Duygusal yönü ağırlıkta olan bir katılımla geldiği gerilla saflarında dürüst ve özlü kişiliği ile yoldaşlarının sevgisini kazanan Seyit yoldaşımız, yoldaşlarından aldığı yaşamsal eğitimlerle dağ ve gerilla yaşamına hemen uyum sağladı. Bakurê Kurdistan’da ve savaşın en yoğun yaşandığı bir süreçte gerilla saflarına katılması nedeniyle gerilla savaşına, yaşamına dair her ayrıntıyı hemen öğrenmesi ve pratikleştirmesi gerektiğinin farkında olan yoldaşımız bunun için müthiş bir çabanın sahibi oldu. Aldığı askeri eğitimlerle kendisini yeni dönem gerillacılığında derinleştiren yoldaşımız, kısa sürede birçok silahı kullanmayı öğrenerek, gerilla tarz ve taktiğinde derinleşti. Yine aldığı ideolojik eğitimlerle de kendisini, halkımızı tarihini ve mücadele geçmişimizi daha iyi anlamaya başladı. Öğrendiği her konuda derinleşmeyi esas alan yoldaşımız, duygusal katılımını daha bilinçli bir katılıma dönüştürerek öncü bir Apocu militan oldu. Bu eğitim sürecinde düşman gerçekliğini daha iyi anlamaya başlayan Seyit yoldaşımız, Türk devletinin özel savaş karakterini daha fazla bilince çıkardı. Kendisini Kürt inkarı üzerinde var etmeye çalışan düşman gerçekliğine karşı olan öfkesi daha da artan yoldaşımız bir an önce pratik çalışmalara yönelmeyi ve düşmanla yapacağı tarihi hesaplaşmayı büyük bir sabırsızlıkla bekledi.
Eğitimlerde öğrendiklerini yaşama geçirme konusunda son derece becerikli olan yoldaşımız, tutarlı ve bütünlüklü bir gerilla olarak pratik çalışmalara yöneldi. Bu özelliği sayesinde birlikte mücadele ettiği yoldaşlarının yükünü de hafifleten yoldaşımız, pratik zekası sayesinde önemli çalışmaları kısa sürede ve en iyi bir şekilde yerine getirmeyi başardı. Amed’de birçok alanda gerillacılık yapan yoldaşımız, yer aldığı her çalışmada başarı dışında herhangi bir seçeneği kendisi için kabul etmedi. Düşmanın halkımıza karşı saldırılarına cevap olabilmek ve Önderliğimiz üzerindeki tecridi kırarak, fiziki özgürlüğünü sağlamayı en öncelikli hedefi yapan Seyit yoldaşımız bu amacına ulaşmak için durup dinlenmeden mücadele etti.
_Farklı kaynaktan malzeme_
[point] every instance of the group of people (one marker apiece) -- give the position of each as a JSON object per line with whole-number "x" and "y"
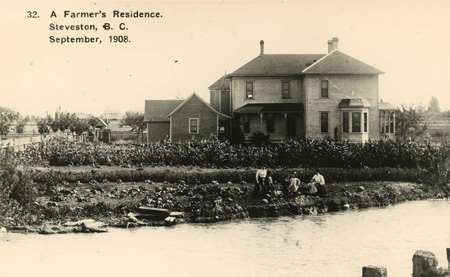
{"x": 293, "y": 185}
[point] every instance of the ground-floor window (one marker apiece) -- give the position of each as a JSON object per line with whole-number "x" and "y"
{"x": 194, "y": 125}
{"x": 355, "y": 121}
{"x": 270, "y": 124}
{"x": 324, "y": 122}
{"x": 345, "y": 122}
{"x": 365, "y": 122}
Sade yaşamı, mütevazı duruşu ve öncü bir Apocu militan olma yolunda gösterdiği çaba ile tüm yoldaşlarının saygı ve sevgisini kazanan yoldaşımız, düşmana taviz vermeyen duruşu her zaman önde oldu.
Düşmanın 24 Ekim günü yaptığı saldırılarda beraberindeki Bedran ve Ciwan yoldaşlarla fedaice savaşarak şehitler kervanına katılan Seyit yoldaşımız, Kurdistan gençliğinin her zaman örnek alacağı öncü bir Apocu militan olmayı başardı. Halkımıza karşı görevini zirvede tamamlayan Seyit yoldaşımızın takipçileri olarak anısına layık olacağımızın ve mücadelesini zafere taşıyacağımızın sözünü veriyoruz.